Venezuela’s Millions in Debt to Russia Led to Confiscation of Oil Cargo

Workers stand in front of a drilling rig at an oil well operated by Venezuela's state oil company PDVSA in Morichal July 28, 2011. Venezuela received an enviable honor last month: OPEC said it is sitting on the biggest reserves of crude oil in the world -- even more than Saudi Arabia. But the Venezuelan oil industry is also sitting atop a well of trouble. Picture taken July 28, 2011. To match Special Report VENEZUELA/PDVSA REUTERS/Carlos Garcia Rawlins (VENEZUELA - Tags: ENERGY POLITICS BUSINESS)
Workers stand in front of a drilling rig at an oil well operated by Venezuela’s state oil company PDVSA in Morichal. Venezuela’s state-owned oil company PDVSA has been racking up debts around the world (El Ají).

TODAY VENEZUELA – Russia is losing patience with ally Venezuela because of the country’s million-dollar debt. Russia confiscated an oil tanker that belonged to the state-owned oil companhy PDVSA because Maduro’s regime owes Russia USD $30 million.

According to the Reuters news agency, in October, Venezuela sent an oil tanker to the Caribbean with the expectation that its cargo would earn about USD $20 million. However, the owners of the vessel Aframax NS Columbus (which is part of the fleet of Russian state conglomerate Sovcomflot) seized the oil.
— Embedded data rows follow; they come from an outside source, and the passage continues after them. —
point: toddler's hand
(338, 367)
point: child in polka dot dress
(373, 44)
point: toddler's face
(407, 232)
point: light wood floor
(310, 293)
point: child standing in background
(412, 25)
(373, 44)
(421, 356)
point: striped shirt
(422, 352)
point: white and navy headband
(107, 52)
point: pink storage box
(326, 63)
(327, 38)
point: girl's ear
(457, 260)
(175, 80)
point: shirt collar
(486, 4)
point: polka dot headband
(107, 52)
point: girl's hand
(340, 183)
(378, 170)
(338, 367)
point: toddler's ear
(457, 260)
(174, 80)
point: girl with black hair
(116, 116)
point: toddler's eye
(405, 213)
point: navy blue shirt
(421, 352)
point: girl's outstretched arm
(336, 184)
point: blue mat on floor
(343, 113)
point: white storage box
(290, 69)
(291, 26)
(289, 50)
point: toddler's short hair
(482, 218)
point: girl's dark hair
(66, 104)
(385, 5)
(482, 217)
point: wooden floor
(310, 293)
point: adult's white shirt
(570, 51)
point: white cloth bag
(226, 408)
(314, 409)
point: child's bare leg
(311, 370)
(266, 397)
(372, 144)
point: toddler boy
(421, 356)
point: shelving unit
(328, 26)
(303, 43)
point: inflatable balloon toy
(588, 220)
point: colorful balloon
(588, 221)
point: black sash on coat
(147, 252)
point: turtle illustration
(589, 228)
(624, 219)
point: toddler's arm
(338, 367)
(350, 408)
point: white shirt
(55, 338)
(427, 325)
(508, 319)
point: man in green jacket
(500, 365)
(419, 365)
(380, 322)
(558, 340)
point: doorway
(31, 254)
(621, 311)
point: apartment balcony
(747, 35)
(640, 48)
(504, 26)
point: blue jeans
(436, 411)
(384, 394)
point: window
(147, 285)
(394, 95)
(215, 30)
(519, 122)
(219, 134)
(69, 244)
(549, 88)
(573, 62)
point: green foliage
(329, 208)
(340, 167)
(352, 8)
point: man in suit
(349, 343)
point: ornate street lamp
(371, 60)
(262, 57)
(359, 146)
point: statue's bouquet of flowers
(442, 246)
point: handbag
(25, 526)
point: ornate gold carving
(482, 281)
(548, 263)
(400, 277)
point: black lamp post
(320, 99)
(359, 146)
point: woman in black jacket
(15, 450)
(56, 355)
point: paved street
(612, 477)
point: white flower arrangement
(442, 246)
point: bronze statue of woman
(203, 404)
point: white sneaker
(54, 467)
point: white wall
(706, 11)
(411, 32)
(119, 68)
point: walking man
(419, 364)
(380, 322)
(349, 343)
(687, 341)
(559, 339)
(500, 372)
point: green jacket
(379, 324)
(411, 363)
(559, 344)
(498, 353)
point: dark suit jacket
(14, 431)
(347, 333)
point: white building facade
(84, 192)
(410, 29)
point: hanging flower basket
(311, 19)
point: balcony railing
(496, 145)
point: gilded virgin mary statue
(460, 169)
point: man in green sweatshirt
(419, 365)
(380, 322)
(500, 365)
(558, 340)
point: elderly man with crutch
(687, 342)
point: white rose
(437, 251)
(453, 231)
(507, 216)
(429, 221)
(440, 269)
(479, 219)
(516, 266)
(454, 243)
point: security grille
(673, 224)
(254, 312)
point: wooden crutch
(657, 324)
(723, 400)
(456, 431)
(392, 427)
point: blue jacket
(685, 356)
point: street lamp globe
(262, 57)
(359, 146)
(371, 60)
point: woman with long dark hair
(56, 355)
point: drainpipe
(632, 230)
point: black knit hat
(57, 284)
The legal decision made in March by a San Martín island court states: “They have claims for bills unpaid by PDVSA related to the rental of their boats.”

Although the oil on board had already been sold to the Norwegian company Statoil, the cargo was being transported in a tanker that sailed with a shipping document under the name of PDVSA.

The dispute with Sovcomflot reveals how shipping companies are becoming increasingly aggressive when they collect debts from PDVSA.

According to Reuters,

“Its tangled debt network is expanding all over the world, from shipyard repairs in Portugal and mid-ship shipbuilding bills in Iran and Brazil to a shipment of crude oil seized in the small island of St. Eustatius, whose strategic location in the Caribbean became a commercial port in the eighteenth century.”

This is not the first time that PDVSA is affected by the debts it maintains with its suppliers. In September, a vessel owned by the Venezuelan state-owned company was held in Curacao under a court order requested by service company Core Laboratories due to the accumulation of outstanding debts.

In a nutshell, according to economist Steve Hank, PDVSA has become the worst oil company in the world.